Provides guidance in locating the legislative history of Texas bills and statutes.

Introduction to Texas Legislative History

What is legislative history?

The legislative history of a statute encompasses every official action the Texas Legislature took regarding that statute. Texas does not create official legislative histories, so researchers must compile them themselves or hire a private legislative intent research firm to do so on their behalf.

A legislative history usually starts with the introduction of the bill that first created a statute and includes any bill introduced in later Legislatures that amended or repealed the statute. All legislative materials that were created in response to any of these bills are part of the resultant statute's legislative history. Depending on the age of the bill, this may include some or all of the following materials: all versions of the bill, committee reports, committee vote sheets, floor amendments, bill analyses, fiscal notes, actions reported in the House and Senate journals, statements made in committee hearings and during floor debates, audiovisual recordings of hearings and floor action, and materials related to companion bills.

What is legislative intent?

"Legislative intent" is the term used to cover all aspects of why the Legislature enacted a particular statute - what it was intended to accomplish, whether there was a specific problem they were trying to solve, to whom it was meant to apply, and similar information that isn't apparent from the plain language of the statute, but can nevertheless be critically important when attempting to interpret a law.

"Legislative history" and "legislative intent" are often used interchangeably, but determining intent requires more detailed research. In addition to the basic legislative history, intent research often includes materials produced outside of the legislative process. These can be historical materials such as newspaper articles that quote a bill's author or discuss a situation that inspired a bill; oral histories or interviews with persons involved in the bill's creation; or secondary sources such as law review articles, bar materials, or treatises.

What do I need to know before starting my legislative history research?

For the most common kind of legislative history - figuring out when language was added to a statute - all you need to know is the statutory citation.
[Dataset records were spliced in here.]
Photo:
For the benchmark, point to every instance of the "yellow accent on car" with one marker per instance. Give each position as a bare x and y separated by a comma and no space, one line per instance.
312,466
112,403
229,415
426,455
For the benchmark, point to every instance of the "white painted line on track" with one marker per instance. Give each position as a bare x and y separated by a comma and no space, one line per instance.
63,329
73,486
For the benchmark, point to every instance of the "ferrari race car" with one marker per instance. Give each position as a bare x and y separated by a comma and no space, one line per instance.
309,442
From there you can easily look up its history, including citations to the enacting bill and later amendments, in the official statutes. Once you have that information, you can use the Texas Legislative Reference Library's Legislative Archive System to look up those citations and begin your research. See the Compiling a Legislative History tab for more details.

More complicated legislative history and legislative intent research may require more information. If you need to do a legislative history on a topic, but don't have a specific statute, please contact a reference librarian for assistance.

How detailed does my legislative history or legislative intent research have to be?

That depends on what you're looking for. If you only need to know when a certain phrase was added to a law, you can stop once you find the bill that added that language. If you're doing something more comprehensive, such as tracing the evolution of certain provisions over time, you may need to look at the enacting bill and all later amendments. In rare cases, you will want to look at any bills that would have amended a particular statute, even if they did not pass. This is mainly necessary when doing historical research on how the Legislature has handled a particular topic.

Do I have to do this all myself? Can the Library help me?

The Library is happy to help with legislative history questions. In fact, due to the complex and technical nature of legislative materials, we encourage patrons to contact the Library for help rather than try to do it all on their own. We can do anything from giving you the basic information and letting you take it from there, to guiding you step-by-step through the research. If you'd rather explore the process yourself, we highly recommend taking some time to go through the Legislative Reference Library's Guide to Researching Legislative History and Intent - it will familiarize you with all of the basic materials.